La vision d’Internet comme espace de libre expression est rendue utopique par la montée des contenus malveillants. Les critères de la modération sont élaborés par les plateformes elles-mêmes, qui mettent en œuvre des Conditions Générales d’Utilisation. Leur non-respect entraine souvent le bannissement de l’utilisateur, en témoigne l’actualité récente et l’exclusion de Donald Trump de Twitter.
Cette modération, aussi importante soit-elle, ne peut être effectuée entièrement par l’intelligence artificielle et les algorithmes. Elle fait appel à des nombreux acteurs plus ou moins professionnels. Leur statut questionne, mais ils garantissent une quiétude relative aux internautes. Pour Romain Badouard « la question de la régulation de la parole publique en ligne dépasse largement les relations entre États et plateformes, et implique une grande diversité́ d’acteurs qui développent des pratiques alternatives de régulation culturelle : les médias misent sur le fact-checking et la certification de l’information » [2]
Mais, si ce travail doit être effectué, il n’en demeure pas moins que les plateformes numériques ont un rôle important dans la prise de parole politique et démocratique et qu’il est indispensable de les encadrer. Alors, face à la haine en ligne, quels sont les modérateurs, et quel cadre législatif leurs imposent les Etats ?
UN STATUT DE MODERATEUR PLURIEL
L’émergence sur Internet d’une nouvelle sphère médiatique par l’avènement des plateformes numériques tels que les réseaux sociaux et les forums participatifs, a engendré la montée de discours haineux et a facilité leur circulation. L’enjeu majeur est alors de savoir dans quelle mesure les critères de modération utilisés par les plateformes numériques sont légitimes. Ne s’agit-il pas déjà d’une censure ?
Le rôle de modération revient à divers acteurs. Les internautes sont désireux de rendre les plateformes qu’ils utilisent moins en proie à la violence. Les citoyens peuvent signaler eux-mêmes des contenus qu’ils jugent inappropriés, qui seront vérifiés par des algorithmes. Il n’est pourtant pas possible d’autonomiser ces procédures car les algorithmes qui vérifient les contenus, ne prennent pas en compte le contexte du message. Pour cela, des personnes sont employées afin de supprimer le reste des contenus inappropriés. Effectuant un digital labor [3], ces travailleurs viennent souvent de pays où le coût de main d’œuvre est moins élevé. Ils sont exposés à des contenus d’une violence extrême, causant des troubles psychologiques.

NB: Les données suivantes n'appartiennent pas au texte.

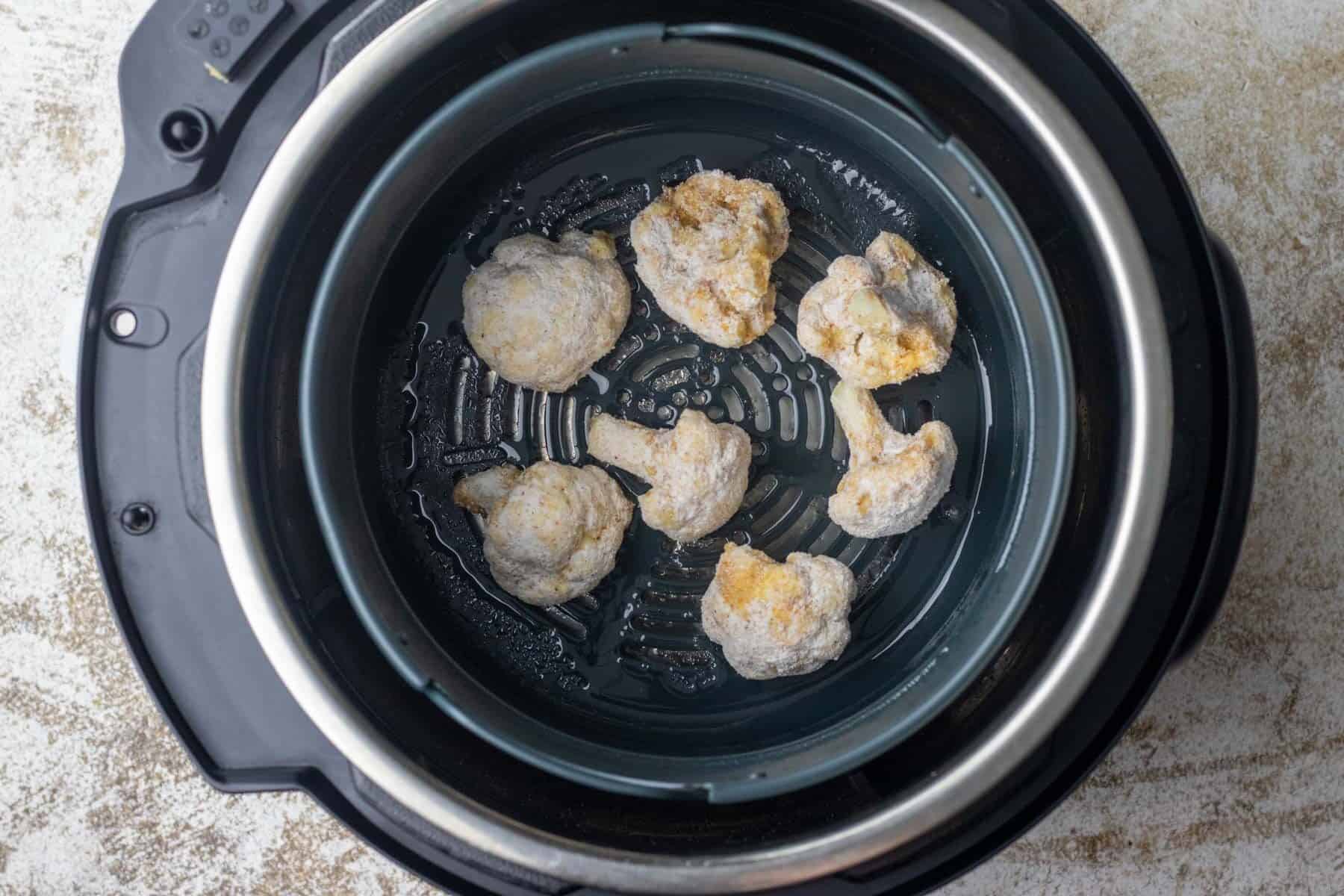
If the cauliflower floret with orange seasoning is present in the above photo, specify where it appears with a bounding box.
[828,383,957,538]
[588,411,751,541]
[453,461,635,607]
[630,170,789,348]
[700,543,857,679]
[462,230,630,392]
[798,232,957,388]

Ces derniers semblent descendre des gatekeepers [4], intermédiaires chargés de gérer l’accès de certaines informations à la sphère publique, par le choix de la médiatisation. Mais on observe que ce pouvoir de « filtrage » et attribué à d’autres acteurs que les journalistes professionnels, en dehors des médias traditionnels.
Face à la prolifération des contenus haineux, les nouveaux gatekeepers ne sont pas assez nombreux. Alors, certains internautes en viennent à modérer eux-mêmes les réseaux qu’ils utilisent. On assiste à la montée d’équipes de « raids » dont le but est « de noyer les commentaires racistes, homophobes ou misogynes sous un flot de messages ouverts (…) afin de délégitimer les prises de paroles haineuses » [5]. Le collectif « #JeSuisLà » sur Facebook en est un exemple. D’autres citoyens vont plus loin en traquant, à travers les réseaux sociaux, des individus suspectés de crimes. Cette civilian police [6] tente d’appréhender les contenus illégaux ou haineux de cyber-pédophilie et de body shaming notamment.

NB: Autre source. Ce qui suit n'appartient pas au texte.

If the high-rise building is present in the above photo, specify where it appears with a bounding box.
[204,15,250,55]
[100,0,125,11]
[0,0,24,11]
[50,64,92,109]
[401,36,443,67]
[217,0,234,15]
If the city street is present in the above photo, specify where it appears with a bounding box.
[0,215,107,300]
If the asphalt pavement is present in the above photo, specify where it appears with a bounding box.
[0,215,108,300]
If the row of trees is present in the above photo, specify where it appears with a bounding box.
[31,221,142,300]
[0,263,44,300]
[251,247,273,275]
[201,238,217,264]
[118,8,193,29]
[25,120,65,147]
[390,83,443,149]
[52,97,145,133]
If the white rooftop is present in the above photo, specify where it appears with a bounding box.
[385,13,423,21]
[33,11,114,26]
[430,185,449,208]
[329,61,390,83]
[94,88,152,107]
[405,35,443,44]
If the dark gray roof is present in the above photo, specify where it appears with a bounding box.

L’initiative citoyenne de signalements peut parfois être abusive. En juin dernier, la Commission des lois a adopté un amendement créant une sanction contre les internautes en cas de sur-signalement. L’objectif est d’encadrer par la loi les procédures de signalement pour rationaliser leur traitement.

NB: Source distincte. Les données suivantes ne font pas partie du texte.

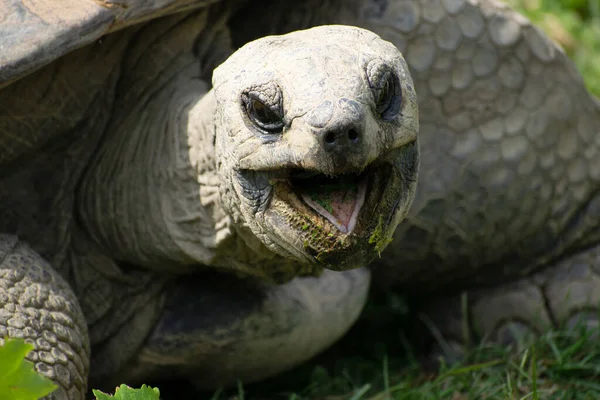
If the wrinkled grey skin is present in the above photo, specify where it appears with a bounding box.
[0,0,600,399]
[214,26,418,274]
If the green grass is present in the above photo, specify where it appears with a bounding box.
[505,0,600,96]
[0,0,600,400]
[213,295,600,400]
[224,0,600,400]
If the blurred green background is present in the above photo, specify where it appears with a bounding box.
[505,0,600,96]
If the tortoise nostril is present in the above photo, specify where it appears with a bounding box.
[325,132,335,144]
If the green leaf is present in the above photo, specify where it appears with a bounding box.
[0,338,57,400]
[92,385,160,400]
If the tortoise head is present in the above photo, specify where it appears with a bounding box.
[213,26,419,270]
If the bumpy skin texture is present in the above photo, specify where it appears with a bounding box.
[234,0,600,341]
[0,235,90,399]
[0,0,600,398]
[214,26,419,279]
[0,0,418,399]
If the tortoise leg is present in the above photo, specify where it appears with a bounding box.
[422,246,600,358]
[109,268,370,389]
[0,234,90,400]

Quoi qu’il en soit, pour assurer une bonne modération, ces acteurs quadrillent une grande partie du réseau Internet. Apparaît aujourd’hui un risque de sur-signalement et d’une modération opérée sur des critères flous. Il faut alors sans doute parvenir à obliger les géants du web à aller au bout de leur rôle de modérateur, en étant plus vigilant sur la manière dont ils effectuent ce travail. L’encadrement législatif semble alors impératif.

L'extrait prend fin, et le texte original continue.